Aboriginal Gale
Aboriginal Gale (#141121) is a deep indigo with an earthy character. It leans grounded and natural, the kind of color that plays well with wood, clay, linen, and warm neutrals. Its HSL profile (251°, 32%, 10%) places it in the balanced band at a dark lightness. It works well as a headline, icon, or deep background in an otherwise light layout, pairing cleanly with cream, bone, and warm neutrals. For a confident two-color system, pair it with its complementary yellow. For something softer, pull in its analogous neighbors on either side of the wheel.
Etymology
Latin ab origine, from-the-beginning — adjectival suffix -al. As a color modifier, aboriginal implies a neutral-and-original-and-indigenous quality, the neutral color of Aboriginal-Australian dot-and-X-ray-painting traditional-and-original earth-and-mineral-pigment ceremonial-craft tradition. Sits at the neutral-and-traditional end of the grid, parallel to indigenous and native in usage.
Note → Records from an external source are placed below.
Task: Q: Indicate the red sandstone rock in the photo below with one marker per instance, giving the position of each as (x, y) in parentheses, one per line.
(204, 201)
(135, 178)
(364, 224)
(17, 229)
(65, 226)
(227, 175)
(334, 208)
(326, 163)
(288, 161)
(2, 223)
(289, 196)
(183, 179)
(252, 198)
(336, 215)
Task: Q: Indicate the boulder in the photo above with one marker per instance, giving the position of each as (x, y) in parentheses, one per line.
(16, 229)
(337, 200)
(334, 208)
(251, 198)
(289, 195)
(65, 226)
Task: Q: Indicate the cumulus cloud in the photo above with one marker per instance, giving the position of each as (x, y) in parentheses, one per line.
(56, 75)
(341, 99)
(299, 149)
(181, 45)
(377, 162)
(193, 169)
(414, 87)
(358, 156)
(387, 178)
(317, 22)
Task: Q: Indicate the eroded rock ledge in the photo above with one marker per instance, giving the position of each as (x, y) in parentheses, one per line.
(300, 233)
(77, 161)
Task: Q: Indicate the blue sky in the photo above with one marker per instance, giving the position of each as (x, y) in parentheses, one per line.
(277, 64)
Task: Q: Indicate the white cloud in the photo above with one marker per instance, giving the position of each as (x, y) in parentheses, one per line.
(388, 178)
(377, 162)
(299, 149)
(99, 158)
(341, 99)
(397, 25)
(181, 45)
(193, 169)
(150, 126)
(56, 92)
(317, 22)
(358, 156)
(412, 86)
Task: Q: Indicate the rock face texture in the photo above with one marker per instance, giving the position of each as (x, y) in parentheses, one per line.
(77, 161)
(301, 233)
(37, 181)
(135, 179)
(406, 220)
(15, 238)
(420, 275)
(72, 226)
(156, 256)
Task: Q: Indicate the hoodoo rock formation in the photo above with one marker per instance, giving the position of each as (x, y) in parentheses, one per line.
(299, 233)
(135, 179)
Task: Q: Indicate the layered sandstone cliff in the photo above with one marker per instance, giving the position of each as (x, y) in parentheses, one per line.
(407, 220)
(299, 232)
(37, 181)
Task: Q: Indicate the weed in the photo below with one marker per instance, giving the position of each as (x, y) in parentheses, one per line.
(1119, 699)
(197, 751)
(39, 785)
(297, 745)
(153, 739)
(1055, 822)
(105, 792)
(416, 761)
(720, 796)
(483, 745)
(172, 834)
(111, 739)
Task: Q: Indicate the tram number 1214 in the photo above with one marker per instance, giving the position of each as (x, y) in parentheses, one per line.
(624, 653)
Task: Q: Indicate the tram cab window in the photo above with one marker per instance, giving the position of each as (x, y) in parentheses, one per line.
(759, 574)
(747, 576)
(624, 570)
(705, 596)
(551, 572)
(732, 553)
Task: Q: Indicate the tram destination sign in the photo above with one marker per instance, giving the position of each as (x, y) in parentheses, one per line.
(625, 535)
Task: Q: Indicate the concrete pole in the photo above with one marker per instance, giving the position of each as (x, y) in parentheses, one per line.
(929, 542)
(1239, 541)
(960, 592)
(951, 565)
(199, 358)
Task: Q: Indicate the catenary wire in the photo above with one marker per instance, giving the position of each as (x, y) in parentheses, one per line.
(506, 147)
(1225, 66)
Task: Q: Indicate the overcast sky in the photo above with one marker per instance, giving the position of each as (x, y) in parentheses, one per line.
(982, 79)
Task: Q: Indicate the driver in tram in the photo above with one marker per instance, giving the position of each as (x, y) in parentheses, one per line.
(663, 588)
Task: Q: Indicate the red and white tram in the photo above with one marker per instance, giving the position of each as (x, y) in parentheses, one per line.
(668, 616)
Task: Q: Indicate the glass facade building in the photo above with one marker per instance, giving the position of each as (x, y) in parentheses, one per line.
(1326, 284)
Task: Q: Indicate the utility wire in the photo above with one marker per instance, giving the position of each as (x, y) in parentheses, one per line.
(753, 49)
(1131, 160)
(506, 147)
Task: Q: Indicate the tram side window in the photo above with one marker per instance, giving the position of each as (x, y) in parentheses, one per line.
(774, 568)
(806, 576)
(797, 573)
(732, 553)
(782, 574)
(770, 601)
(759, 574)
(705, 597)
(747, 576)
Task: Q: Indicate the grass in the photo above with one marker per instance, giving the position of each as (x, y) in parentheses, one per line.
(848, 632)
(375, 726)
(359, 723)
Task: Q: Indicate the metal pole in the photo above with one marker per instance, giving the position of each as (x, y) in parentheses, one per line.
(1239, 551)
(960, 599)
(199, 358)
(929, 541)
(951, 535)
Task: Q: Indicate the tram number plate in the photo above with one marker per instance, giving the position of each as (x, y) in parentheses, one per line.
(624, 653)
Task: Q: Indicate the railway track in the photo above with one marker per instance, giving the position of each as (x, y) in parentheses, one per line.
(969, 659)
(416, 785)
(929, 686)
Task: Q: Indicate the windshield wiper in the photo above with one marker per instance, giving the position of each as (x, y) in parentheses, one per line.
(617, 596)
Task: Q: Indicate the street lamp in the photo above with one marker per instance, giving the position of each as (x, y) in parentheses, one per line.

Old Norse gala, to sing / wail — the deep-cool-gray Force-7-to-Force-10 storm-wind condition in Beaufort-scale mariners' weather terminology. Gale color refers to a North-Sea horizon at the leading-edge of a Force-9 gale: a dark cool-gray with the optical complexity of cumulonimbus-front-and-spray against the Skagerrak sea-state at peak wave-formation.
Closest matches
The nearest named color in three reference sources, ranked by perceptual distance (ΔE76 in CIELAB). ΔE < 1 is imperceptible to most viewers; ΔE > 10 is clearly different. When two sources point to the same hex they’re merged into one tile; click any to open that color’s page.
Variations
Click any swatch to exploreHarmonies
Accessibility
How this color appears to viewers with the four major color-vision-deficiency types. Computed via the Machado (2009) physiologically-based model. If a tile matches the original, the color reads the same to that viewer.
The color used as foreground text against pure white and pure black, with the contrast ratio and WCAG 2.1 grade. Aim for AA (4.5:1) for body text and AA Large (3:1) for 18 pt+ headlines; AAA (7:1) is the gold standard for long-form reading surfaces.